Not invisible on World Autism Awareness Day

Published on 2. April 2024

In 2007, the United Nations designated 2 April as World Autism Awareness Day to affirm and promote the full realisation of all human rights and fundamental freedoms for autistic people on an equal basis with others. Under this year's motto "not invisible", we would like to draw attention to the more than 800,000 autistic people living in Germany alone.

Autism is considered an invisible disability because it cannot be recognised by obvious physical characteristics. However, a closer look reveals that autism is also invisible because many autistic people put a lot of energy into "masking". Masking means adapting to the conventions and norms of interpersonal interaction with neurotypical people and suppressing their own autistic behaviour - often beyond their own limits - in order to be perceived as neurotypical.

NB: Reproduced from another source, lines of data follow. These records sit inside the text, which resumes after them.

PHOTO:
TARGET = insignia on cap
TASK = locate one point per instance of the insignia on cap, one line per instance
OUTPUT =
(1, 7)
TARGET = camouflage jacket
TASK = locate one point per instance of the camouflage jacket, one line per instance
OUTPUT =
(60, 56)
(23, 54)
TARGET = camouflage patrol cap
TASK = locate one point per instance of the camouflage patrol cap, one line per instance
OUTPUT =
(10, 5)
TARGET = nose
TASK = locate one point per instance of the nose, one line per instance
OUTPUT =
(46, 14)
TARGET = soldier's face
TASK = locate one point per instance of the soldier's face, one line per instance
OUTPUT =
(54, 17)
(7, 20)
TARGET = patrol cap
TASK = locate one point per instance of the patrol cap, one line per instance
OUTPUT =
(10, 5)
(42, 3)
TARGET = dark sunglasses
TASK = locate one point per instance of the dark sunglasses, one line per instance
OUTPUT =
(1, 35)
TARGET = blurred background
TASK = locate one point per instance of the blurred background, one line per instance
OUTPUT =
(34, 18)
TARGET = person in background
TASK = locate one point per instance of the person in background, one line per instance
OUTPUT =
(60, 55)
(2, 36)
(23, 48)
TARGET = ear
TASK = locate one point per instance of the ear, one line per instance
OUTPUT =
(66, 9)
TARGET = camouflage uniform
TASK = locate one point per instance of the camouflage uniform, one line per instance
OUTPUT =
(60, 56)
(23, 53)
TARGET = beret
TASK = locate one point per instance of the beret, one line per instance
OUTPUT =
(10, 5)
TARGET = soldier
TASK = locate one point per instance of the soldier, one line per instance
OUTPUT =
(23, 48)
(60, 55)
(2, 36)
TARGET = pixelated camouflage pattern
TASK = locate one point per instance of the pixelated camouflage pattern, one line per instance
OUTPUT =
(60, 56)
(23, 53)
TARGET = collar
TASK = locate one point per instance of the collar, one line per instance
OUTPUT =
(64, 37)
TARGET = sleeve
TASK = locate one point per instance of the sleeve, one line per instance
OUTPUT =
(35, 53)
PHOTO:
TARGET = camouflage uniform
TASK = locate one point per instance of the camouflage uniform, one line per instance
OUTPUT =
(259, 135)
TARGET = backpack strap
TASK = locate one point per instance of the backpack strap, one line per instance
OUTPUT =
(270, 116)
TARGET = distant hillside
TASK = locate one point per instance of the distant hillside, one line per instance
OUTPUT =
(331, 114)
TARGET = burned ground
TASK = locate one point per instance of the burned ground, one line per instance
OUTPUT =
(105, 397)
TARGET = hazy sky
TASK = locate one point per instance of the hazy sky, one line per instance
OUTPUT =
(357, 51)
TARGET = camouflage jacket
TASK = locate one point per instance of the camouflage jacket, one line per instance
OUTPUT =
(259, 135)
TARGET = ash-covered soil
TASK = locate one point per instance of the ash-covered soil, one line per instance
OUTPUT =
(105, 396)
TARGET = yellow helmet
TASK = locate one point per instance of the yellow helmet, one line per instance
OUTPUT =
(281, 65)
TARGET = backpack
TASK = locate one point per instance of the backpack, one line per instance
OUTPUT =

This includes, for example, consciously forcing eye contact or socially expected responses in face-to-face interaction as well as suppressing stimming, e.g. flapping with the hands, rocking movements and much more. Stimming serves to reduce stress and process emotions and therefore has an important function in everyday life. Many autistic people learn the skill of masking in childhood and adolescence. They have learnt that as seemingly neurotypical people, they are more likely to be socially accepted and can participate in social life.

For autistic people, a barrier-free environment is characterised, among other things, by the fact that no masking is required - e.g. to keep a job - and in which any person is accepted without judgement as they are, without having to explain themselves to others.